Bei der Musik Floyds ist dieser Kanal zum Empfang der subliminalen Wirkstoffe sofort sensibilisiert und das ist sicherlich für mich einer ihrer größten Errungenschaften. Auf den Frühwerken war diese Message mehr von den halluzinierenden Wirkstoffen ausgehend, die sehr eindeutig beim Hören wahrgenommen werden. Songs wie „Astronomy Domine“ oder „Interstellar Overdrive“ sind ein in Sounds destillierter Trip und fühlen auch so an, selbst für den der diese Erfahrung niemals gemacht hat.

Bei „Wish You Were Here“ war die erwünschte subliminale Wirkung schon eine ganz andere. Hier ging es mehr um die Bestätigung des Wohlfühlfaktors mit der eigenen History, sprich mit dem erhofften Abschluss des Unwohlsein aus den Barrett-Tagen. Ein „Wish You Were Here“ als letztes Zugeständnis an einen großen Fehler, als Beweis des Überwindens sozusagen. Das dies in dem samtigen Kleid wohlwollender Harmonien passiert, ist dann auch nicht weiter überraschend, ob das jetzt berechnend, weise oder lahm istn liegt ganz in der Auffassung des Betrachters.

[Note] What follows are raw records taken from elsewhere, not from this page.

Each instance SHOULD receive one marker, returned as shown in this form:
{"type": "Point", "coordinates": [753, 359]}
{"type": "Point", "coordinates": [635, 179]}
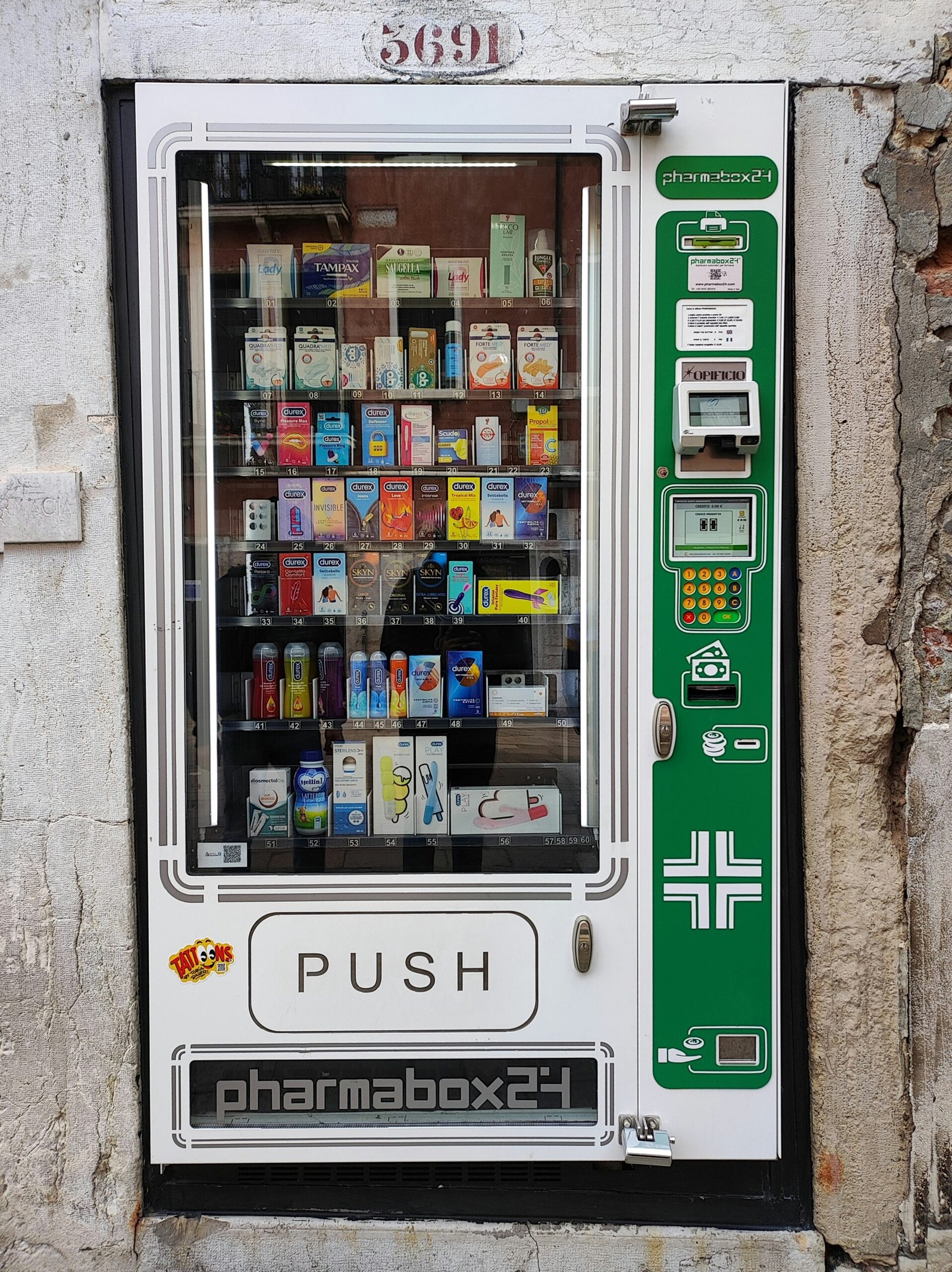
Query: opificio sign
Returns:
{"type": "Point", "coordinates": [419, 48]}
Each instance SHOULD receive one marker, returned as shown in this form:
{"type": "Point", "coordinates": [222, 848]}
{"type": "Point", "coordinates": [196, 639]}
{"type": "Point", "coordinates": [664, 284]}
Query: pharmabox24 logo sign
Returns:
{"type": "Point", "coordinates": [196, 962]}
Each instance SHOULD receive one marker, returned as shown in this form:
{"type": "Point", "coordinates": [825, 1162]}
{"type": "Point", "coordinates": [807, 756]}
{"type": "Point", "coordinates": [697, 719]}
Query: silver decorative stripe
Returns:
{"type": "Point", "coordinates": [161, 617]}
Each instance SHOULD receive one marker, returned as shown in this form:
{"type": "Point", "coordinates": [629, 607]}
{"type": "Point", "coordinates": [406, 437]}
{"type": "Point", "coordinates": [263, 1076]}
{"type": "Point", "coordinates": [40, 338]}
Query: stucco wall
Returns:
{"type": "Point", "coordinates": [69, 1149]}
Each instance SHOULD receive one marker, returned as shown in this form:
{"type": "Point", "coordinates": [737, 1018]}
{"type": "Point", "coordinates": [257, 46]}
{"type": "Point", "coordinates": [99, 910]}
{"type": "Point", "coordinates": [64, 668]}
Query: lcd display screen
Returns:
{"type": "Point", "coordinates": [712, 528]}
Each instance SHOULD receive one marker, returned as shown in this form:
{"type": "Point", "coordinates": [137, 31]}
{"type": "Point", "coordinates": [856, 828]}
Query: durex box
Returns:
{"type": "Point", "coordinates": [267, 358]}
{"type": "Point", "coordinates": [490, 356]}
{"type": "Point", "coordinates": [335, 270]}
{"type": "Point", "coordinates": [431, 782]}
{"type": "Point", "coordinates": [327, 508]}
{"type": "Point", "coordinates": [464, 508]}
{"type": "Point", "coordinates": [364, 583]}
{"type": "Point", "coordinates": [363, 495]}
{"type": "Point", "coordinates": [396, 508]}
{"type": "Point", "coordinates": [349, 789]}
{"type": "Point", "coordinates": [330, 583]}
{"type": "Point", "coordinates": [461, 593]}
{"type": "Point", "coordinates": [295, 434]}
{"type": "Point", "coordinates": [392, 785]}
{"type": "Point", "coordinates": [431, 508]}
{"type": "Point", "coordinates": [295, 523]}
{"type": "Point", "coordinates": [296, 583]}
{"type": "Point", "coordinates": [334, 444]}
{"type": "Point", "coordinates": [315, 358]}
{"type": "Point", "coordinates": [497, 509]}
{"type": "Point", "coordinates": [424, 687]}
{"type": "Point", "coordinates": [465, 684]}
{"type": "Point", "coordinates": [378, 436]}
{"type": "Point", "coordinates": [531, 508]}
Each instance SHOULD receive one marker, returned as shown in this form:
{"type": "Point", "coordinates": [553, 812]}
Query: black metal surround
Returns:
{"type": "Point", "coordinates": [724, 1193]}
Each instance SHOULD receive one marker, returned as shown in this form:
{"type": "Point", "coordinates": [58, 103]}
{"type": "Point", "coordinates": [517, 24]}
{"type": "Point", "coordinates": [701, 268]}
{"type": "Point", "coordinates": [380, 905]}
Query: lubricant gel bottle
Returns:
{"type": "Point", "coordinates": [297, 681]}
{"type": "Point", "coordinates": [311, 784]}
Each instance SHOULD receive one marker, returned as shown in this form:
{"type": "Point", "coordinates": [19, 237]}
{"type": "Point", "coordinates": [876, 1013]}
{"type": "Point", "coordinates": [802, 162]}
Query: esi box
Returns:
{"type": "Point", "coordinates": [394, 785]}
{"type": "Point", "coordinates": [296, 587]}
{"type": "Point", "coordinates": [363, 510]}
{"type": "Point", "coordinates": [431, 785]}
{"type": "Point", "coordinates": [327, 509]}
{"type": "Point", "coordinates": [378, 437]}
{"type": "Point", "coordinates": [330, 583]}
{"type": "Point", "coordinates": [349, 789]}
{"type": "Point", "coordinates": [465, 682]}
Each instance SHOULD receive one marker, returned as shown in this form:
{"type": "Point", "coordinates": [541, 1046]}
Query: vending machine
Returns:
{"type": "Point", "coordinates": [461, 453]}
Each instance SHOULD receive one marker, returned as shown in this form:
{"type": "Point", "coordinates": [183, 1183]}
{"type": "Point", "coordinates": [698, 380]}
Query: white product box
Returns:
{"type": "Point", "coordinates": [394, 787]}
{"type": "Point", "coordinates": [431, 781]}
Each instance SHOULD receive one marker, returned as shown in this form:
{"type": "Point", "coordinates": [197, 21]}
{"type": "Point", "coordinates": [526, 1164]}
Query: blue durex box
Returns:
{"type": "Point", "coordinates": [333, 440]}
{"type": "Point", "coordinates": [461, 592]}
{"type": "Point", "coordinates": [378, 436]}
{"type": "Point", "coordinates": [363, 508]}
{"type": "Point", "coordinates": [465, 682]}
{"type": "Point", "coordinates": [531, 508]}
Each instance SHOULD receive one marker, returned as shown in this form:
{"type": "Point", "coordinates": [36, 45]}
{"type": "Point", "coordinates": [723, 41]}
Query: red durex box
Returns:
{"type": "Point", "coordinates": [295, 433]}
{"type": "Point", "coordinates": [296, 589]}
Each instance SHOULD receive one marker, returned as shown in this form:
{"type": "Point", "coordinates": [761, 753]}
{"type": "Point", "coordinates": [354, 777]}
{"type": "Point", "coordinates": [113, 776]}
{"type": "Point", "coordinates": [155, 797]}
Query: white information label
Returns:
{"type": "Point", "coordinates": [715, 272]}
{"type": "Point", "coordinates": [715, 325]}
{"type": "Point", "coordinates": [368, 972]}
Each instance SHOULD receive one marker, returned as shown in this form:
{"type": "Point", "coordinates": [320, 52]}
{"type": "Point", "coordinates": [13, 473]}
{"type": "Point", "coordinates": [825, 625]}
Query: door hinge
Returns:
{"type": "Point", "coordinates": [644, 1141]}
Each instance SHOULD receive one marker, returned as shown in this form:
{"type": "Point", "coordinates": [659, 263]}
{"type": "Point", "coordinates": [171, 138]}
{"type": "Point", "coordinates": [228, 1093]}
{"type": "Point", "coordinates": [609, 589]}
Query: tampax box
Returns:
{"type": "Point", "coordinates": [531, 508]}
{"type": "Point", "coordinates": [268, 803]}
{"type": "Point", "coordinates": [259, 436]}
{"type": "Point", "coordinates": [404, 271]}
{"type": "Point", "coordinates": [453, 447]}
{"type": "Point", "coordinates": [389, 362]}
{"type": "Point", "coordinates": [396, 508]}
{"type": "Point", "coordinates": [295, 509]}
{"type": "Point", "coordinates": [396, 583]}
{"type": "Point", "coordinates": [465, 682]}
{"type": "Point", "coordinates": [416, 436]}
{"type": "Point", "coordinates": [293, 433]}
{"type": "Point", "coordinates": [507, 255]}
{"type": "Point", "coordinates": [334, 444]}
{"type": "Point", "coordinates": [431, 585]}
{"type": "Point", "coordinates": [378, 437]}
{"type": "Point", "coordinates": [327, 508]}
{"type": "Point", "coordinates": [517, 597]}
{"type": "Point", "coordinates": [537, 358]}
{"type": "Point", "coordinates": [335, 270]}
{"type": "Point", "coordinates": [315, 358]}
{"type": "Point", "coordinates": [431, 782]}
{"type": "Point", "coordinates": [423, 358]}
{"type": "Point", "coordinates": [506, 810]}
{"type": "Point", "coordinates": [267, 358]}
{"type": "Point", "coordinates": [462, 277]}
{"type": "Point", "coordinates": [488, 440]}
{"type": "Point", "coordinates": [330, 583]}
{"type": "Point", "coordinates": [424, 686]}
{"type": "Point", "coordinates": [296, 583]}
{"type": "Point", "coordinates": [490, 355]}
{"type": "Point", "coordinates": [392, 785]}
{"type": "Point", "coordinates": [497, 509]}
{"type": "Point", "coordinates": [461, 593]}
{"type": "Point", "coordinates": [353, 365]}
{"type": "Point", "coordinates": [363, 512]}
{"type": "Point", "coordinates": [364, 583]}
{"type": "Point", "coordinates": [431, 508]}
{"type": "Point", "coordinates": [462, 508]}
{"type": "Point", "coordinates": [349, 789]}
{"type": "Point", "coordinates": [543, 436]}
{"type": "Point", "coordinates": [261, 583]}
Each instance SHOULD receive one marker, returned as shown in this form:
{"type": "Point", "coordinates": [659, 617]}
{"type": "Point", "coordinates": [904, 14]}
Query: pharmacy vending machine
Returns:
{"type": "Point", "coordinates": [461, 441]}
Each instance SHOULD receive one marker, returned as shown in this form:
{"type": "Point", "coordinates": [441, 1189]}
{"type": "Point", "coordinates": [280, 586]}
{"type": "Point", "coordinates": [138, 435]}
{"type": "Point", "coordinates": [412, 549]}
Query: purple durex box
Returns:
{"type": "Point", "coordinates": [295, 510]}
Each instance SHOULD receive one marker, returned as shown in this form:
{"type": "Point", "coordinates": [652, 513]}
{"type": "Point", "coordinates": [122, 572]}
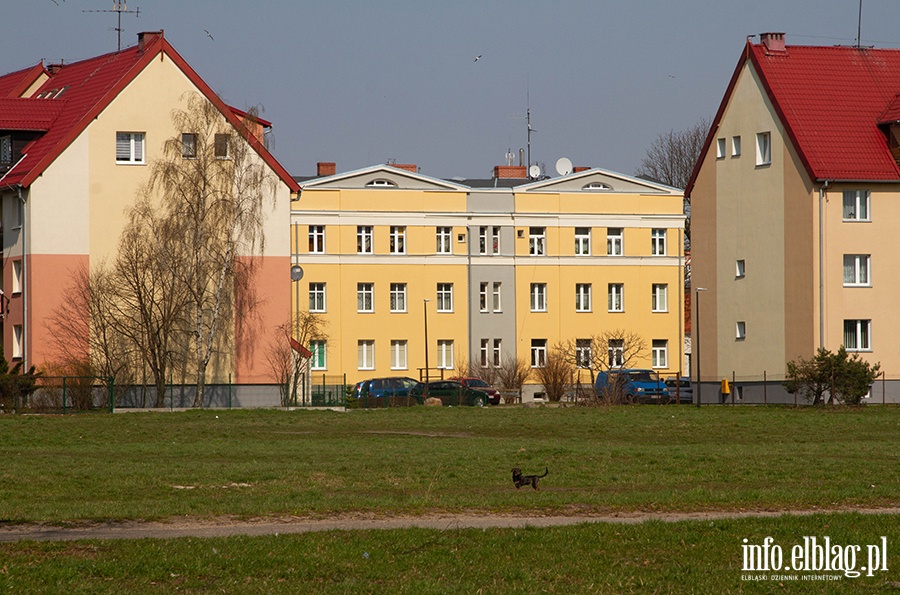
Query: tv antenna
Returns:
{"type": "Point", "coordinates": [119, 8]}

Haben Pink Floyd mit ihren Sounds in dieser Zeit neue Standards gesetzt, von denen lange Zeit kein Weg mehr zurück ging?

Für den Musiker, der sein Instrument als Aufgabe und die Möglichkeiten des Studios als Spielwiese der Fantasie gesehen hat, war dieser Sound mit Sicherheit das Maß aller Dinge. Die Gegenbewegung startete nur ein Jahr später mit Punk, aber ich habe nie so wirklich an die ”drei Akkorde müssen für eine Rockplatte reichen” Philosophie geglaubt, obwohl ich selbst aus diesem für mich damals glücklichen Umstand meine ersten Bands gründen konnte. Trotzdem war es immer ein Bestreben, mehr zu machen als diese drei Akkorde und vor allem auch besser zu klingen. Man bemerkt auch bei vielen Bands aus dieser Zeit, dass die erste Platte noch den genrespezifischen Garagensound hat, das zweite oder dritte Album dann aber schon mit viel mehr Bedacht auf Sound und weit über den ursprünglich vorgegebenen Grundmöglichkeiten produziert wurde. So gesehen kann man die Auffassung, die durch Floyd übergreifend erfahren wurde, auch als prägend annehmen und ich vermute das erstreckt sich noch bis in die Jetztzeit.

Nicht nur musikalisch, sondern auch thematisch hebt sich “Wish You Were Here” von tradierter Rockmusik bis zu den frühen 70ern ab. Wie schon bei “Dark Side Of The Moon”geht es ziemlich düster und introspektiv zu, es wurde sich abermals mit den psychsichen Problemen sowohl von Barrett als auch vermutlich Waters auseinandergesetzt, es gibt kritische Reflektionen über die eigene Position in der Musikwirtschaft. Nicht nur in der Musik waren die frühen 70er eine Phase großer Desillusionierung nach der Aufbruchseuphorie ab Mitte der 60er. Ist das Album ein Ausdruck dieser gesellschaftlichen und kulturellen Entwicklungen? Und wie verantwortlich waren Pink Floyd für das Aufkommen für das Phänomen überlebensgroßer Bands in dieser Zeit?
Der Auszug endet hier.